In 1809 Arnold obtained from the Lord Chamberlain a license to open the Lyceum in the Strand as an English opera house. The building was previously devoted to subscription concerts, picture exhibitions, feats of horsemanship and conjuring. Upon the destruction of the Drury Lane Theatre by fire in the same year, the Drury Lane Company moved to the Lyceum, and remained there for three seasons. The license had been originally granted in the belief that the house would be open only for four months in the summer, and would become a nursery of singers for the winter theatres. Up All Night, or The Smuggler's Cave, Britain's Jubilee, The Maniac, or Swiss Banditti, and Plots, or The North Tower are the titles of musical plays by Arnold presented by the Drury Lane Company during their occupancy of the English Opera House. The theatre was afterwards open under his own management, when his operas The King's Proxy, The Devil's Bridge, The Americans, Frederick the Great, Baron Trenck, Broken Promises and dramas including Two Words and Free and Easy were produced in succession. In 1811 he staged M.P., a comic opera to a libretto by Thomas Moore.

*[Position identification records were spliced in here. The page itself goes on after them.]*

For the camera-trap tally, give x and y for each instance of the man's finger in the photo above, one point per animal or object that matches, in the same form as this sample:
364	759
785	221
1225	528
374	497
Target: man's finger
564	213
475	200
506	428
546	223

William Hazlitt wrote in 1816 of Arnold's The King's Proxy that it was "the essence of four hundred rejected pieces … with all that is threadbare in plot, lifeless in wit, and sickly in sentiment" and that "Mr. Arnold writes with the fewest ideas possible; his meaning is more nicely balanced between sense and nonsense than that of any of his competitors; he succeeds from the perfect insignificance of his pretensions, and fails to offend through downright imbecility." Arnold's Two Words, however, Hazlitt pronounced "a delightful little piece. It is a scene with robbers and midnight murder in it; and all such scenes are delightful to the reader or spectator. We can conceive nothing better managed than the plot of this."

In 1812 Arnold had been invited to undertake the direction of the Drury Lane Theatre; he resigned his office on the suicide of Samuel Whitbread in 1815. In 1816 the English Opera House was reopened by Arnold, having been rebuilt on an enlarged scale by Samuel Beazley, the architect, at a cost of £80,000.

In 1824 Arnold produced for the first time in England a version of Carl Maria von Weber's Der Freischütz, which had been previously refused by the two patent theatres. Other foreign operas of note, the Tarare of Antonio Salieri, The Freebooters by Ferdinando Paer, The Robber's Bride by Ferdinand Ries, and Heinrich Marschner's Der Vampyr, were afterwards produced at the English Opera House for the first time in England. In 1830 the theatre was destroyed by fire. In 1834 the rebuilt Lyceum, also by Samuel Beazley, was opened to the public. The English operas Nourjahad by Edward Loder and The Mountain Sylph by John Barnett were produced under Arnold's management.

Arnold was a magistrate.

==Family==
In 1803 Arnold married the daughter of Henry James Pye, the Poet Laureate. Thomas James Arnold was his son.